The first thing to know, is that gender roles are well defined and asymmetrical, to say the least: boys and girls play very different parts in the Easter traditions. Groups of young men gather, cheerfully looking for women. When they found them, the šibačka (spanking) begins: women are whipped on the legs, back and butt by boys with a

korbáč (a switch made from willow twigs). It’s not intended to cause pain, but it looks painful, I promise. If not for hurting, what’s the purpose? As the story goes, a woman struck by a korbáč will keep her youth. So much so that the Czechs, brothers and neighbors of the Slovaks, call the korbáč “pomlázka”, meaning “rejuvenator”.



But the Easter fun is far from over for the poor girls and women of Slovakia, who have to suffer also the polievačka (watering): young men throw buckets of cold water at them, or, in the villages, they even throw women directly into a river or into a pond. Nowadays, in the cities and in the offices, where this is unfeasible, the bucket is often replaced by a glass of water, or even by a bottle of perfume, used by the men to spray their victims. The watering is supposed to “help” the women to keep their health, beauty and fertility. It is an allegory of irrigation of the land, a good omen for the end of the winter: the bodies of water are not frozen anymore, nature reawakens and women represent the creative force of the forthcoming spring.



When I witnessed this, during my first year in Slovakia, I was shocked. But the last part of the Easter tradition amazed me even more: after the šibačka and the polievačka, the women are supposed to reward the boys with little treats! They give them sweets or coins to thank them for their service. Sometimes they even decorate the korbáč with ribbons, like colorful medals on the twigs. The boys accept the gifts and they move to the next house or to the next girl, singing and reciting a folk poem, which solicits compensation in form of cakes, eggs or money (booze is not mentioned in the folk verses, but it won’t surprise you to know that oftentimes I have seen also alcohol being involved in these transactions).

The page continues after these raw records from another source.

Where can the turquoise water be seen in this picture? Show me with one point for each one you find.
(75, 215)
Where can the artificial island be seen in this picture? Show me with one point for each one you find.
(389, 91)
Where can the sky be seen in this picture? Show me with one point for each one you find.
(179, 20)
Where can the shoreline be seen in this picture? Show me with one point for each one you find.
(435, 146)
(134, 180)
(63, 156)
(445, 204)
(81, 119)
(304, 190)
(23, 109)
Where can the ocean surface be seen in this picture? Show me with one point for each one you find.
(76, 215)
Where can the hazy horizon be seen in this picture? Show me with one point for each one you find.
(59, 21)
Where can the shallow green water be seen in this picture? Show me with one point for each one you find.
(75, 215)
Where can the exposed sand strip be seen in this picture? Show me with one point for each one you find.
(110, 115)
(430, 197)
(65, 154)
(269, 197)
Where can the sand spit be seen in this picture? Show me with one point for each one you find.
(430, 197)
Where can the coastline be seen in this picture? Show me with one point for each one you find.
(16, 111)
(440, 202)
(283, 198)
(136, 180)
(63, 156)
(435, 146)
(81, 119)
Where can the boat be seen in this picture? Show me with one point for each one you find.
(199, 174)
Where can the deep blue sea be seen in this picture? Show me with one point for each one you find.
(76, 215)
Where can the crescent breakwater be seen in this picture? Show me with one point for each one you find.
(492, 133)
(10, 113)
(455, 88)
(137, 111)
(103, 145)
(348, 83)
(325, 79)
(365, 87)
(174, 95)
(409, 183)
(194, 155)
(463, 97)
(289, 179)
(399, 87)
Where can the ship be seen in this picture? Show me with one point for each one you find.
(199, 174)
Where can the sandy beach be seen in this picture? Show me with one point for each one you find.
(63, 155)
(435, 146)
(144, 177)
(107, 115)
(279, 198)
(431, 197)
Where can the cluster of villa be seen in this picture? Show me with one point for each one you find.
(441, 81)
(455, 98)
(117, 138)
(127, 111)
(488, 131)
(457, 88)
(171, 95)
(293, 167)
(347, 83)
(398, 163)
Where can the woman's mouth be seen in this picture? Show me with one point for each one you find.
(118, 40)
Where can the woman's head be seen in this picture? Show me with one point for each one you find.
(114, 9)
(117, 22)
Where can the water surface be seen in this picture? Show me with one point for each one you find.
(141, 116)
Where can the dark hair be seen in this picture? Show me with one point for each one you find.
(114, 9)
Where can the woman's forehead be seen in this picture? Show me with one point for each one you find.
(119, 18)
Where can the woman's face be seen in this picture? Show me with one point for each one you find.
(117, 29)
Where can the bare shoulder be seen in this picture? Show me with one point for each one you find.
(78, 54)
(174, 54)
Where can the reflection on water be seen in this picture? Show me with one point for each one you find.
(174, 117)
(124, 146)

It’s hard to judge Veľká noc from the outside. Before moving to Slovakia, I didn’t even imagine such practices could exist, be embraced lightheartedly, and survive until today. I find them weird but funny, spectacular to watch and definitely impressive. I often think they are outdated and sexist, and that they should vanish in the tide of history. But then I think again of how many habits from my upbringing and from my country are probably the same, and I just don’t realize it only because I lived my whole life submerged in them, unconsciously absorbing the mentality that forged them. And in the back of my mind there is another thought, wrapped in shame: if the purpose of these crazy Easter traditions is to make Slovak women smarter, stronger and more good-looking… I see evidence suggesting that they might be working, despite everything.